The TEI guidelines suggest nine values for its type attribute,
which is widely used in large corpora such as the French Théâtre
Classique, the Shakespeare Folger Library or the Swedish Dramawebben. This paper introduces an approach to automatically assign
stage-direction types to the TEI-P5-encoded Russian Drama Corpus, RusDraCor
(https://dracor.org/). The corpus currently features 144 plays ranging from mid-18th to
mid-20th century which makes for 32 753 stage directions with 144,525 tokens.
We selected 18 plays comprising 6,569 stage directions to represent the breadth of the corpus. For the manual annotation we established a clear set of rules to identify the stage-direction types proposed by the TEI guidelines (https://www.tei-c.org/release/doc/tei-p5-doc/en/html/ref-stage.html).

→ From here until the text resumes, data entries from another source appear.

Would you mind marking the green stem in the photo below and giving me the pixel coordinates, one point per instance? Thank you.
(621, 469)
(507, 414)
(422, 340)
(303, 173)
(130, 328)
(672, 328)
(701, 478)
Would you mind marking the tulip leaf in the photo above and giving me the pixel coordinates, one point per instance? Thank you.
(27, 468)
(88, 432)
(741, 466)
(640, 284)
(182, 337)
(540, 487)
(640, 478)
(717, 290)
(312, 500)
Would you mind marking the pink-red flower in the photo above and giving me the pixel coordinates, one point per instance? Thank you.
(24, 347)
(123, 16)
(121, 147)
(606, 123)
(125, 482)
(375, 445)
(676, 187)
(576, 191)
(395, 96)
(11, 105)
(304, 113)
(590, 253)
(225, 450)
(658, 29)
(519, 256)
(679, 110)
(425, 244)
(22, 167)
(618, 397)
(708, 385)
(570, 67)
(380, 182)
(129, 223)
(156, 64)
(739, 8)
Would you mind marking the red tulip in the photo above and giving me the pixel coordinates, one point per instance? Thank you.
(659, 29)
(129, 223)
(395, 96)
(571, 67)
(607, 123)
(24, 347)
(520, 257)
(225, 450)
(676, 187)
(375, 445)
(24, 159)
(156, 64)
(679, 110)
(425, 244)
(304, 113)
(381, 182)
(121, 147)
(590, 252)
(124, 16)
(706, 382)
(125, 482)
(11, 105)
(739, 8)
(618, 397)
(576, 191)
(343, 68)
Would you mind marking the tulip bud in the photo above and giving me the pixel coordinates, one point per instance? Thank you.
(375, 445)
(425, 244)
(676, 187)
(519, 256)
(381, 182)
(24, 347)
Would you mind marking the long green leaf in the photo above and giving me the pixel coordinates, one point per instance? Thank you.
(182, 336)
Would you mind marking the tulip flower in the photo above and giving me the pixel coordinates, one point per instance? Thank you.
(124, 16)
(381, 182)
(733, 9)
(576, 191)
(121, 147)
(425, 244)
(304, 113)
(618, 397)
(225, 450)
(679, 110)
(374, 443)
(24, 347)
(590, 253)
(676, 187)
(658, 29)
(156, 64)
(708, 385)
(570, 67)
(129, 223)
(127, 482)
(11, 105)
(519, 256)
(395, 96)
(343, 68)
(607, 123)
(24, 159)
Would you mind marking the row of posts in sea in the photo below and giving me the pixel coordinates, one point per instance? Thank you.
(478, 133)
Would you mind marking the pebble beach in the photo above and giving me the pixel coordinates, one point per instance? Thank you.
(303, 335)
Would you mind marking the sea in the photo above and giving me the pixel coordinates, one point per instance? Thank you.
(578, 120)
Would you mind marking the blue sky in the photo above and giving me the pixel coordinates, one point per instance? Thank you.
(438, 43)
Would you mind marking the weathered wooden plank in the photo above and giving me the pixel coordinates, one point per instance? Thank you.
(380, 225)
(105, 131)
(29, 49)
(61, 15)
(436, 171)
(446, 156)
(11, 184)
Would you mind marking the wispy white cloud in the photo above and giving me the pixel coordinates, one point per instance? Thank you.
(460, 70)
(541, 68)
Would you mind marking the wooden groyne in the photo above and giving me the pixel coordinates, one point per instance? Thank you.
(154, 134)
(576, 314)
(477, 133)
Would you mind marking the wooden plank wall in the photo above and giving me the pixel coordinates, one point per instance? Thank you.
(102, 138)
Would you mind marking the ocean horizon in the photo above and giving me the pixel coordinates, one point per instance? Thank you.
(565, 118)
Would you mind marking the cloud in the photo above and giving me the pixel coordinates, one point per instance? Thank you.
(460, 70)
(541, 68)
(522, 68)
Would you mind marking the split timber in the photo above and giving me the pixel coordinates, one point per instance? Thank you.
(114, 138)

Following the annotation of our subcorpus, we developed a tool for the classification of the remaining plays without human interference. For the conversion of stage directions into feature vectors, we used morphological and semantic data. Our tool in its current state is able to classify different types with an F1 score of approx. 0.75, which means that 3 out of 4 stage directions of any given type are assigned correctly.
Our work will inform a dedicated analysis of stage directions, which after preliminary studies by Sperantov (1998) and Detken (2009) will be based on larger corpora allowing for a description of the evolvement of stage directions over 200 years.